Logger.Information("This is nice");
If you've come this far I think you're doing very well. Everyone in the team understands the importance of log levels and can also interpret the importance of information that your system logs.
Logger.Information("But 200 warnings must be more critical than 1 error");
The critical reader now is most likely thinking:
Wait a second, 300 warnings within a 5 minutes period is more important to investigate than 1 single error during the last hour, so this definition doesn't work
And of course that's true. The definition above isn't 100% bulletproof, and I'd even argue that there is no definition of log levels themself that can cover every single case, but the definition I've mentioned above is way better than having no definition at all. When everything comes around, we will need more intelligent alarms to help us.
Logger.Information("More intelligent alarms");
There is something called anomaly detection, which - as the name implies - detects anomalies in your data. This can help you still get alarms for anomaly cases such as the one mentioned above with 200 warnings during a short period if you usually have 100 warnings a day. ElasticSearch already has it implemented for example:
I'm sure as the years pass by, it'll soon be mainstream to have Watchers/Alarms that uses AI/ML for anomaly detection. Even though it already exists today, in my experience it's not really that common for everyone to use. Same story with all tech, it takes a few years to pass the Hype Cycle.

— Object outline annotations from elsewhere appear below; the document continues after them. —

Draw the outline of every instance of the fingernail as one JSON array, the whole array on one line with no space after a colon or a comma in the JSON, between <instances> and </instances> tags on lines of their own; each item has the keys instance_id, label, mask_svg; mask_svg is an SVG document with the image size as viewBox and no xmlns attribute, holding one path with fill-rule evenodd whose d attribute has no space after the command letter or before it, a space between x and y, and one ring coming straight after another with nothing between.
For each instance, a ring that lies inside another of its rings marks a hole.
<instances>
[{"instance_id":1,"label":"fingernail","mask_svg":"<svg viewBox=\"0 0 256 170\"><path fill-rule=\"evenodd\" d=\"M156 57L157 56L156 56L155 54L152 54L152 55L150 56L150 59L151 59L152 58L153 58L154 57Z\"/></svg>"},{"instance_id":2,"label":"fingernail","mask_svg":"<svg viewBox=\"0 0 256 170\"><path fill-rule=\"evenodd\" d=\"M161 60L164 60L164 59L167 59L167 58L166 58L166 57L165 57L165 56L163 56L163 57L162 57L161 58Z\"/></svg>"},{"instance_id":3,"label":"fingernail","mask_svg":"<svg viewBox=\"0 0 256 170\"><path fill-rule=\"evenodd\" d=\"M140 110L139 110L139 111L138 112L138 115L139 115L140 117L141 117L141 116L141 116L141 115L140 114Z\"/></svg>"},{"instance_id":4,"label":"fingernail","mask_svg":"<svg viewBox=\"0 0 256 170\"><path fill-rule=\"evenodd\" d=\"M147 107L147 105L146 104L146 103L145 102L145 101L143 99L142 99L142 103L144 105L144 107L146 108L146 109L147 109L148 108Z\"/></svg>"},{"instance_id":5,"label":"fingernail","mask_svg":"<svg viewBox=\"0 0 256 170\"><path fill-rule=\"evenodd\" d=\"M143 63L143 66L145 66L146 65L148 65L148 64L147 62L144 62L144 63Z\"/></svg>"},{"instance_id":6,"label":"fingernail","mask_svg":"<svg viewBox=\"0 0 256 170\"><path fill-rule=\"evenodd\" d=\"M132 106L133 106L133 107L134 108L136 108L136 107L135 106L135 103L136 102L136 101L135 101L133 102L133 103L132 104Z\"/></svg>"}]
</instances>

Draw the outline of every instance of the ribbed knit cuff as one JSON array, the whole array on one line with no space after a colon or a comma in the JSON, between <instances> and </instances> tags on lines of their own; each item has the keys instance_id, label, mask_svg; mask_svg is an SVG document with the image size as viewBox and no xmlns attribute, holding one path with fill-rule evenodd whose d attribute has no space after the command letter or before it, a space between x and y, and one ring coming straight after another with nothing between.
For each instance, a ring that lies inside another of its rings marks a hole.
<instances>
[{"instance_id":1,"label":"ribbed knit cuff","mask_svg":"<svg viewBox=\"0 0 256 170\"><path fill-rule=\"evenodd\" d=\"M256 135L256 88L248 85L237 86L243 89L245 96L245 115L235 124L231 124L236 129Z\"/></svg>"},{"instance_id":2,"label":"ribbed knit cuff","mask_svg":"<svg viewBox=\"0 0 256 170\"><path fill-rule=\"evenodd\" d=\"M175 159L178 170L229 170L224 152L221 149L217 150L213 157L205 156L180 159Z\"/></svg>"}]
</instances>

As humans we are very good at adapting ourselfes to different environments, and it usually only takes a few weeks to "learn to ignore errors because they doesn't mean anything anyway". Don't fall into this trap.
The most important part is that your team has the same view on log levels and that they mean the same thing for everyone. Therefore it's worth to set a definition for your team of what your log levels actually mean. In order to improve our systems we must watch the logs coming out of it, and if these logs have no pre-defined meaning they are hard to interpret and will naturally be ignored by developers.